Interaction effects

The two-factor model in the previous section viewed the various forms of pet ownership and cohabitation as strictly additive effects. Owning a cat instead of a bunny was linked to a 4.5-unit health increase no matter whether someone lived alone or not. Living alone was linked to a 3-unit health decrease no matter what type of pet someone owns.

However, it’s quite possible for a predictor’s effect on the response variable to depend on the values taken by a second predictor. When we allow the betas of one predictor to change depending on the values of other predictors, we say that the model contains an interaction term.

The name “interaction” may conjure images of pharmaceutical drugs, and indeed they provide a very close metaphor: a drug interaction is a statistical interaction. For example, quickly drinking several alcoholic beverages usually causes drunkenness. Taking several acetaminophen pills usually relieves a headache or fever symptoms. From these individual effects, you might suppose that taking both several drinks and several pills would allow you to avoid the unpleasant effects of a hangover. Not so — alcohol and acetaminophen are contraindicated and taking them together instead risks acute liver failure! The effect of each drug changes when in the presence of the other.

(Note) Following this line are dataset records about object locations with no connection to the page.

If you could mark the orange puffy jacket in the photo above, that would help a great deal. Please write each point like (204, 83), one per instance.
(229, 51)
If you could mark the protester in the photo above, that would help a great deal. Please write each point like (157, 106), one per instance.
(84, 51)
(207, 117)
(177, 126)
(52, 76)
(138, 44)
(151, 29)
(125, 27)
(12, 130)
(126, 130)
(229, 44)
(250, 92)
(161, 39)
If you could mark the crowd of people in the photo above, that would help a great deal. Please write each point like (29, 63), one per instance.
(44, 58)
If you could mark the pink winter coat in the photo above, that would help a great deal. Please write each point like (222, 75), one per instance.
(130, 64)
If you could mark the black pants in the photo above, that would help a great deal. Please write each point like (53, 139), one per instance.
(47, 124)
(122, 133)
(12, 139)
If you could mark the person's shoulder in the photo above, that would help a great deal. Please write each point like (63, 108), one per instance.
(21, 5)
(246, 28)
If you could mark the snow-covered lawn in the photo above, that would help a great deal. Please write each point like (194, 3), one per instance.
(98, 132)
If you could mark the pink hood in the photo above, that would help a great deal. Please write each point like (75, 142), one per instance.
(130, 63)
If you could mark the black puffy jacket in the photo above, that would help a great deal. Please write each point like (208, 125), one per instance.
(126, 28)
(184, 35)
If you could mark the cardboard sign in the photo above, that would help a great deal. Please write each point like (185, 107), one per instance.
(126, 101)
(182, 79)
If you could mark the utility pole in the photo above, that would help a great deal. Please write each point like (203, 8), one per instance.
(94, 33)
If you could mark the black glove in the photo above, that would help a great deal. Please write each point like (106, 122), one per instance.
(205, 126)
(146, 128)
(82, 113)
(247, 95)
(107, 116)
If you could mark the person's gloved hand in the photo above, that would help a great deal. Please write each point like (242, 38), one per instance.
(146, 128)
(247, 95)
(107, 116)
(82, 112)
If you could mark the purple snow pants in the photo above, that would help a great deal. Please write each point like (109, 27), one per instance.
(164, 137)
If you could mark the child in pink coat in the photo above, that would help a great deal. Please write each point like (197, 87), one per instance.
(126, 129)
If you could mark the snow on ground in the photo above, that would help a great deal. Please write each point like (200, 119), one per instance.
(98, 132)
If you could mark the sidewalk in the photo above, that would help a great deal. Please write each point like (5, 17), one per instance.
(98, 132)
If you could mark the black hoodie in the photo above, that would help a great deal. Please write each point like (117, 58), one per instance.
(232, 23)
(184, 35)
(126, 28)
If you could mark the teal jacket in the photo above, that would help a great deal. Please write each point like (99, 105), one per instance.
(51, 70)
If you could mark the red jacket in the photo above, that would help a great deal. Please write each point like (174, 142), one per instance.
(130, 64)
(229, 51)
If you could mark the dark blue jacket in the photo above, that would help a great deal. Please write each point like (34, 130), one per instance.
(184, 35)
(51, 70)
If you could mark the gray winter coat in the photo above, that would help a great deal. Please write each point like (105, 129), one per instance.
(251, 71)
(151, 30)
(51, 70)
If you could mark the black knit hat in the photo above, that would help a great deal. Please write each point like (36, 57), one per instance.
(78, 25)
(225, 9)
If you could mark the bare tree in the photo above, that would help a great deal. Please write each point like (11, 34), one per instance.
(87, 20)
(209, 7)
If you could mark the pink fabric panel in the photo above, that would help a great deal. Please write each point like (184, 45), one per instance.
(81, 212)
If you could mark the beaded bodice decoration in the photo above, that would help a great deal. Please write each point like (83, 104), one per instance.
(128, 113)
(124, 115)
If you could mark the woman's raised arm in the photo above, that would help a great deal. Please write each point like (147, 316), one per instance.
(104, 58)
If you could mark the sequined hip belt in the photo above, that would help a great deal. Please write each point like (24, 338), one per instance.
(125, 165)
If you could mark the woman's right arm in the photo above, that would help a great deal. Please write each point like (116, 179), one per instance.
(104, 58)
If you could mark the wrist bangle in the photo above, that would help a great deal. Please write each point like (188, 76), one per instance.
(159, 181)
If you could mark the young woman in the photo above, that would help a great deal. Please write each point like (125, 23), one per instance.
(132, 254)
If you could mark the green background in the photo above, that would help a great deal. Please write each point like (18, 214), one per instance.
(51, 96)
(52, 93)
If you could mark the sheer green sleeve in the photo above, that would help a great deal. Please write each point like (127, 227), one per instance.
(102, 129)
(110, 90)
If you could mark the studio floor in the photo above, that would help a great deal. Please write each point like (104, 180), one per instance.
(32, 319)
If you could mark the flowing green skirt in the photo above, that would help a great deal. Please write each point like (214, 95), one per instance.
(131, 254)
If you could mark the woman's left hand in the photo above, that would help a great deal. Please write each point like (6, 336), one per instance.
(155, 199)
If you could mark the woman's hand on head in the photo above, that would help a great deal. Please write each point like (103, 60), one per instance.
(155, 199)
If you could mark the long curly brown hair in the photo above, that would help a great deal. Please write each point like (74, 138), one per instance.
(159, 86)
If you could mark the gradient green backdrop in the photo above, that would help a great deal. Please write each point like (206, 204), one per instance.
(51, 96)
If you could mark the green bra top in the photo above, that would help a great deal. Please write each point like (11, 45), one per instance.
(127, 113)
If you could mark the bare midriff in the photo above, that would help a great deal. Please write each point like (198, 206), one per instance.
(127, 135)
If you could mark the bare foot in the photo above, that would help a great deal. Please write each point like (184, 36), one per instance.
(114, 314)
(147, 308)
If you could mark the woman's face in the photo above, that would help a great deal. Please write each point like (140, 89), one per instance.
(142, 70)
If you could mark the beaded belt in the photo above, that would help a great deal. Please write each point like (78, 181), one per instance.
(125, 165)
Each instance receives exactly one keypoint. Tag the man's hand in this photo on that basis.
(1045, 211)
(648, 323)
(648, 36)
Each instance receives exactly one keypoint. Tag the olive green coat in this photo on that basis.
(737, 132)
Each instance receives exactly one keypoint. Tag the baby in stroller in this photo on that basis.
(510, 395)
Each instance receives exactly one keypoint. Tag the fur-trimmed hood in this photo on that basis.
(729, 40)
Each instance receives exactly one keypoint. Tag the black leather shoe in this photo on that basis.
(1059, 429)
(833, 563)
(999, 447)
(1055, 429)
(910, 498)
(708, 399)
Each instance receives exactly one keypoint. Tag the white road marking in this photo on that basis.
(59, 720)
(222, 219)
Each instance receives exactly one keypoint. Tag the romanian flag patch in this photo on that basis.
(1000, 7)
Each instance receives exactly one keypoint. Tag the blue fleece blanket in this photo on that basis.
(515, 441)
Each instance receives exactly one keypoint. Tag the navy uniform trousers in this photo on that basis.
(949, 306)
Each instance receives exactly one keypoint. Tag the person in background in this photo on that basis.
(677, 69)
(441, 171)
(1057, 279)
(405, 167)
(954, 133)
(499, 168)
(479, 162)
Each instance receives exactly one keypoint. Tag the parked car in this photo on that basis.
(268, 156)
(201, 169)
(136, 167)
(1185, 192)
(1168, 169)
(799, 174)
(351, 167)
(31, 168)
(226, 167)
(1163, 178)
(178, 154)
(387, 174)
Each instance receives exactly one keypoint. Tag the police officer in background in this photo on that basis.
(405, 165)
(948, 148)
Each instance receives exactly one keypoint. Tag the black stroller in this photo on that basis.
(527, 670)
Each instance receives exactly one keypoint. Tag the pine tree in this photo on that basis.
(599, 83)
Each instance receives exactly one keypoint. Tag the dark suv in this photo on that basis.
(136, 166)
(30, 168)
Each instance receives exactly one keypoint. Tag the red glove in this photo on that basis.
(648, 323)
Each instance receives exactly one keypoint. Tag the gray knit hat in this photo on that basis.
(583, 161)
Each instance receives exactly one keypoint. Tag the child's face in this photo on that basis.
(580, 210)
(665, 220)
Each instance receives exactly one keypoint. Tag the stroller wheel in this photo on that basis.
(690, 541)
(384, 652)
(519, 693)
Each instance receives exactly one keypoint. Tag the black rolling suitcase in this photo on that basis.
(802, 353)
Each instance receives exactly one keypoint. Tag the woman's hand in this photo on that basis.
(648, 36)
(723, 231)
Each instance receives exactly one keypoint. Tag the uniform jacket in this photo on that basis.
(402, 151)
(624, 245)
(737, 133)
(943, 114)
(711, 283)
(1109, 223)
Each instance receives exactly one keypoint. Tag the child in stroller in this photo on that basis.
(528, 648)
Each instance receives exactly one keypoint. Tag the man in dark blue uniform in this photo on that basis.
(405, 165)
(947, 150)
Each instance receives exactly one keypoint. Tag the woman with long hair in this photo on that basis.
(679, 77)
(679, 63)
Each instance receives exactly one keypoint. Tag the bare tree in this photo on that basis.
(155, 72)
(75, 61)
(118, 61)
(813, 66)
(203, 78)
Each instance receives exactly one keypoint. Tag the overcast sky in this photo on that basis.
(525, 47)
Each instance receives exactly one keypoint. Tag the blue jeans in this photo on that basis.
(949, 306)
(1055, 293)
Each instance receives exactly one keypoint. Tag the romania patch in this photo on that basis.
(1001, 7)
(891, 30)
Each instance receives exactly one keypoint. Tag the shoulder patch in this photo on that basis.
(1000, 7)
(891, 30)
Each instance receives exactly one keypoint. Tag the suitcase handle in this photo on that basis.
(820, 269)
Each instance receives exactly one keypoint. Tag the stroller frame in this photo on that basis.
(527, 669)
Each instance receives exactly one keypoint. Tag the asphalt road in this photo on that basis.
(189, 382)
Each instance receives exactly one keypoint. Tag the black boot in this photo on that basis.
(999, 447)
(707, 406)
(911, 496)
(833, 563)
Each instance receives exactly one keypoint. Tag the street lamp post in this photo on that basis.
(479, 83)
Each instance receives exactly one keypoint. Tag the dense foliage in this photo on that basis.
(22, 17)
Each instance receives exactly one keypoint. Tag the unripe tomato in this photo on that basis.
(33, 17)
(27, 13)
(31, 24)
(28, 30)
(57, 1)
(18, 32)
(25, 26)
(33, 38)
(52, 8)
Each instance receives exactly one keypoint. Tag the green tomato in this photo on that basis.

We shall now study how to incorporate such interactions in our regression models.

Interactions between two factor variables

As we learn more about interaction terms, remember the following fact: behind their complex interpretations, every interaction term is simply a new variable equal to the product of two (or more) other variables. This new term enters the model and receives a beta just like any other new predictor.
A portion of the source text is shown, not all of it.